The X-Accel-Buffering: no header is non-negotiable if you’re behind Nginx. Without it, your entire stream buffers server-side and the user sees nothing until completion. Verify your reverse proxy config before shipping any streaming endpoint.

The complete working chatbot implementation — conversation memory, real-time token rendering, and a Livewire frontend — lives in Building a Claude Chatbot with Streaming in Laravel. This section is the architectural foundation for that one.

Pattern 3: Conversation State

Claude is stateless. Full stop. Conversation memory is always an application concern, never Claude’s.

For the full Eloquent-backed implementation — token-aware history pruning, message persistence, and a ClaudeService wired through the Service Container — see the guide on Laravel Claude chatbot conversation memory.

final class ConversationResponder
{
    public function __construct(
        private readonly ClaudeClient $claude
    ) {}

    public function respond(array $history, string $input): ClaudeResponse
    {
        return $this->claude->message([
            'messages' => [
                ...$history,
                ['role' => 'user', 'content' => $input],
            ],
            'max_tokens' => 600,
        ]);
    }
}

Where history comes from is a strategic choice: session storage for ephemeral chats, Eloquent for persistent conversations with audit trails, Redis for fast transient workflows. The client doesn’t care. Truncate aggressively — uncapped history is a token-cost time bomb.

[Production Pitfall] A system role message does not belong inside the messages array. The Anthropic API will return a 400. System instructions go in a top-level system key alongside messages. If you’re copying the multi-turn example from the original article, you have a bug.

Pattern 4: Background Processing

Document ingestion, batch analysis, email drafts — anything the user isn’t waiting on goes into a queue.

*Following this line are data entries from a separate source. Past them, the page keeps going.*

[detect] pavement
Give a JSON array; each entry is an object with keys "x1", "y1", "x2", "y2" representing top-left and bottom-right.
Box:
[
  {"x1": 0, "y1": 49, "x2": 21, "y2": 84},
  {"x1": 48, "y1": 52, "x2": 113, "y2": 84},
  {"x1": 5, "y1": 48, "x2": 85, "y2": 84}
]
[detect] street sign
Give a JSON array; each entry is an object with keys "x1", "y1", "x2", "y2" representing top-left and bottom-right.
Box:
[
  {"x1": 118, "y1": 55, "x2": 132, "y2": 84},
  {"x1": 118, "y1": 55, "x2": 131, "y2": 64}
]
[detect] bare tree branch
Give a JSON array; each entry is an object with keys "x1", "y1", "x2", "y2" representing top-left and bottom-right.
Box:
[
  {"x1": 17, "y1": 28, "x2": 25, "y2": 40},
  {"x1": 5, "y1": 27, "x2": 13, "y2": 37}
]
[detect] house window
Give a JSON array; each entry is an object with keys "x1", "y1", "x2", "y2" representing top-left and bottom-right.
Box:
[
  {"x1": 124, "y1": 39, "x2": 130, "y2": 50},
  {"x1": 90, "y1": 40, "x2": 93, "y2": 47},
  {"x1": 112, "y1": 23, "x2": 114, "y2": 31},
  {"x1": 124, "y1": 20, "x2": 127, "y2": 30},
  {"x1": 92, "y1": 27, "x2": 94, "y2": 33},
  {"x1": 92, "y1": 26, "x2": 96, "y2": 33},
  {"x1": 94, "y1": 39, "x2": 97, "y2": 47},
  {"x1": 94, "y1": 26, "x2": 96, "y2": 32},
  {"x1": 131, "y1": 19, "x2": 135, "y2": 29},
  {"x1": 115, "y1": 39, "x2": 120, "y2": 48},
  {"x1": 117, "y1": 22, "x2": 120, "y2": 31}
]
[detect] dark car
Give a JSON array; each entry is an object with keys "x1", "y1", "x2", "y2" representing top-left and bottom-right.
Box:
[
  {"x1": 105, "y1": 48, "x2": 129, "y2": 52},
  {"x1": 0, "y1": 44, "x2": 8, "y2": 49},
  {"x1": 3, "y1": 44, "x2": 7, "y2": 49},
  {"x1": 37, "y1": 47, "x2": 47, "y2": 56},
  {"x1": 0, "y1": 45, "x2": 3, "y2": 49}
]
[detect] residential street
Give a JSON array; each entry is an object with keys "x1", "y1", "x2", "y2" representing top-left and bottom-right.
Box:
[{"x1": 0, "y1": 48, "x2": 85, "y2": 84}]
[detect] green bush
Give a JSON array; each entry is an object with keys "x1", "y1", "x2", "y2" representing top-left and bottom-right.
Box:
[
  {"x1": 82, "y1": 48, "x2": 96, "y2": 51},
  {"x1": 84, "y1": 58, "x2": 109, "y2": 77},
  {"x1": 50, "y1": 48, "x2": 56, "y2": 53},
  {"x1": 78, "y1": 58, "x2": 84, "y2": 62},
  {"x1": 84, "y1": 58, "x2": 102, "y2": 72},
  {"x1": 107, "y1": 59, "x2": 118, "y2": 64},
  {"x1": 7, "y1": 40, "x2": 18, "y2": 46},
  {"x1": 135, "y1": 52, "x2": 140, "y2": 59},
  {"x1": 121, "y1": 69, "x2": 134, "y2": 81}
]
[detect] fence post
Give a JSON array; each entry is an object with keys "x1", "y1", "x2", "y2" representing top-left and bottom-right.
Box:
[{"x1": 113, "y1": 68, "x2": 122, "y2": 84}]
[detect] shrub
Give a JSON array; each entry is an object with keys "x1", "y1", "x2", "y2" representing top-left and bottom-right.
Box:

final class AnalyzeDocument implements ShouldQueue
{
    use Dispatchable, Queueable, InteractsWithQueue;

    public int $tries  = 3;
    public int $timeout = 120; // exceed worst-case Claude latency

    public function __construct(
        private readonly int $documentId
    ) {}

    public function handle(ClaudeClient $claude): void
    {
        $document = Document::findOrFail($this->documentId);

        $response = $claude->message([
            'system'   => 'Extract structured data in JSON format only.',
            'messages' => [
                ['role' => 'user', 'content' => "Extract from this document:\n\n{$document->content}"],
            ],
            'max_tokens' => 1000,
        ]);

        $document->update([
            'analysis'      => $response->text,
            'tokens_used'   => $response->totalTokens(),
        ]);
    }

    public function failed(\Throwable $exception): void
    {
        report($exception);
        Document::find($this->documentId)?->markAnalysisFailed();
    }
}

AI workers should run on an isolated queue with a worker --timeout that exceeds max_tokens worst-case latency. Sharing a queue with fast database jobs means one slow Claude request blocks everything behind it.

Token Accounting

Tokens are cost. If you don’t measure them at the service boundary, you’ll measure them on your invoice.

Logging Usage

Schema::create('ai_usage_logs', function (Blueprint $table) {
    $table->id();
    $table->string('feature');
    $table->string('model');
    $table->unsignedInteger('input_tokens');
    $table->unsignedInteger('output_tokens');
    $table->nullableMorphs('subject'); // link to user, document, etc.
    $table->timestamps();
});

Log at the service boundary, not in the controller:

AiUsageLog::create([
    'feature'       => 'article_summary',
    'model'         => $response->model,
    'input_tokens'  => $response->inputTokens,
    'output_tokens' => $response->outputTokens,
    'subject_type'  => User::class,
    'subject_id'    => auth()->id(),
]);

This gives you cost per feature, cost per user, and early warning when a prompt change sends token usage up 40% overnight.

Pre-flight Estimation

You can’t know output tokens ahead of time. Input tokens are deterministic:

final class TokenEstimator
{
    // ~4 chars per token is a reliable heuristic for English prose
    public static function estimateInput(string $text): int
    {
        return (int) ceil(mb_strlen($text) / 4);
    }
}

Gate expensive calls before they happen:

$estimated = TokenEstimator::estimateInput($document->content);

if ($estimated > 150_000) {
    throw new DomainException('Document exceeds single-request token budget. Chunk it first.');
}

The middleware layer that enforces per-user token budgets and throttle policies sits one level above this — Laravel AI Middleware: Token Tracking & Rate Limiting covers that full stack, and it pairs directly with the ClaudeResponse DTO we introduced above.

Document Q&A

A complete workflow: upload a document, pre-process it, support follow-up questions.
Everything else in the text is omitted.